Closed jairideout closed 6 years ago

jairideout commented 9 years ago

Metadata is handled differently depending on underlying file format (JSON or HDF5).

This is related to a previous issue (#585) and fix (#589). The original issue occurred in QIIME's rarefaction unit tests (https://github.com/biocore/qiime/issues/1918).

Example:

Create an in-memory table with metadata as a list of empty dictionaries. Write this table as JSON and HDF5. Read the two tables back into memory and compare to the original table. The JSON table is equal to the in-memory table, but the HDF5 table is not because the metadata differ (None vs. a list of defaultdicts):

In [1]: from biom.table import Table

In [2]: import numpy as np

In [3]: t = Table(np.array([[2,1,0],[0,5,0],[0,3,0],[1,2,0]]), list('bacd'), list('YXZ'), observation_metadata=[{}, {}, {}, {}], sample_metadata=[{}, {}, {}])

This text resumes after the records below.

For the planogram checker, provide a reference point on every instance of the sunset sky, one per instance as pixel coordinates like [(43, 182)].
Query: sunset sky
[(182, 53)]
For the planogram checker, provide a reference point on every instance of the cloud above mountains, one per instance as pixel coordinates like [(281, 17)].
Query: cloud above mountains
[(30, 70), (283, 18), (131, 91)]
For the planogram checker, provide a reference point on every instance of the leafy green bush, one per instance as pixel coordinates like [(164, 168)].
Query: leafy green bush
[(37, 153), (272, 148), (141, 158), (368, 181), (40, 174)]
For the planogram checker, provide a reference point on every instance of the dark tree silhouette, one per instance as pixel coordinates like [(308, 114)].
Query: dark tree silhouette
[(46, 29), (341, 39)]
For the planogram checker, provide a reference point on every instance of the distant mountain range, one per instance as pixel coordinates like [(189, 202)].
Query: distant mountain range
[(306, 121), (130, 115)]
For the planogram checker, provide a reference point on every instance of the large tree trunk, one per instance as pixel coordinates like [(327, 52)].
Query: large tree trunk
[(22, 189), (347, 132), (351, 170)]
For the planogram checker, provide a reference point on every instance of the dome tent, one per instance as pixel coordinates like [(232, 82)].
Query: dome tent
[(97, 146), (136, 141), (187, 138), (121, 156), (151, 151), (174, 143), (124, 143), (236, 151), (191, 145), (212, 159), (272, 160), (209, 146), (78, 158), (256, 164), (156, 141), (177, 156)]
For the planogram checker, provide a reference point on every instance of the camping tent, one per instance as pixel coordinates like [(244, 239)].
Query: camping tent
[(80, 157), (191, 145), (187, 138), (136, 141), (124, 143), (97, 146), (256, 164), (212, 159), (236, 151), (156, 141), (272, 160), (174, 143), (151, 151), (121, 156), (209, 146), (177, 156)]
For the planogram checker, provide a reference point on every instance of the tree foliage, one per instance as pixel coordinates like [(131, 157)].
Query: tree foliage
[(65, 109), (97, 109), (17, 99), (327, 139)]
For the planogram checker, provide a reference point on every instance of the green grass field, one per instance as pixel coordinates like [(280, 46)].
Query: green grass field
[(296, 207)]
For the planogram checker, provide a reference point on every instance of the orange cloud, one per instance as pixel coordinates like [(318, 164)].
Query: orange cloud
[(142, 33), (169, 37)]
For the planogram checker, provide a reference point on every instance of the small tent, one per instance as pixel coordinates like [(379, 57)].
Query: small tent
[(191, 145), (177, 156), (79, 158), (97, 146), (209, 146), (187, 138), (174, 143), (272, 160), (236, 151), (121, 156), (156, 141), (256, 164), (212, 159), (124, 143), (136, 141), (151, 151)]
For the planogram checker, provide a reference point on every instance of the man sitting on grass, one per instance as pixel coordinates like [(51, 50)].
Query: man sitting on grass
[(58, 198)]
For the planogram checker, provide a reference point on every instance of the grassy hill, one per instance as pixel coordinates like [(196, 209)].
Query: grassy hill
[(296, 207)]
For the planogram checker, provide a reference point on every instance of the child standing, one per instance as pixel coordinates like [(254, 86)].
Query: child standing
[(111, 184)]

In [4]: with open('json.biom', 'w') as f:
   ...:     t.to_json('me', f)
   ...:

In [5]: from biom.util import biom_open

In [6]: with biom_open('hdf5.biom', 'w') as f:
   ...:     t.to_hdf5(f, 'me', True)
   ...:

In [7]: from biom import load_table

In [8]: json_table = load_table('json.biom')

In [9]: hdf5_table = load_table('hdf5.biom')

In [10]: json_table.descriptive_equality(t)
Out[10]: 'Tables appear equal'

In [11]: hdf5_table.descriptive_equality(t)
Out[11]: 'Observation metadata are not the same'

cc @josenavas @gregcaporaso @Jorge-C

wasade commented 9 years ago

Ping on this. We're doing a release for #599 relatively soon, so it would be good to lump in other bug fixes if they're attainable on short order

wasade commented 8 years ago

I'm really not sure what the best solution is here. I think the JSON formatter is actually incorrect as there isn't metadata to store since the dicts are empty. We don't have a way to represent this in HDF5 as the metadata are datasets named by their key, which doesn't exist.

I see two options here, either add a check into the JSON formatter for this edge case, or add a check into the constraints on table metadata such that, if all data are empty, that we set the metadata on an axis to be None. The latter is kind of nice but without immutability, I don't know if we can actually enforce it.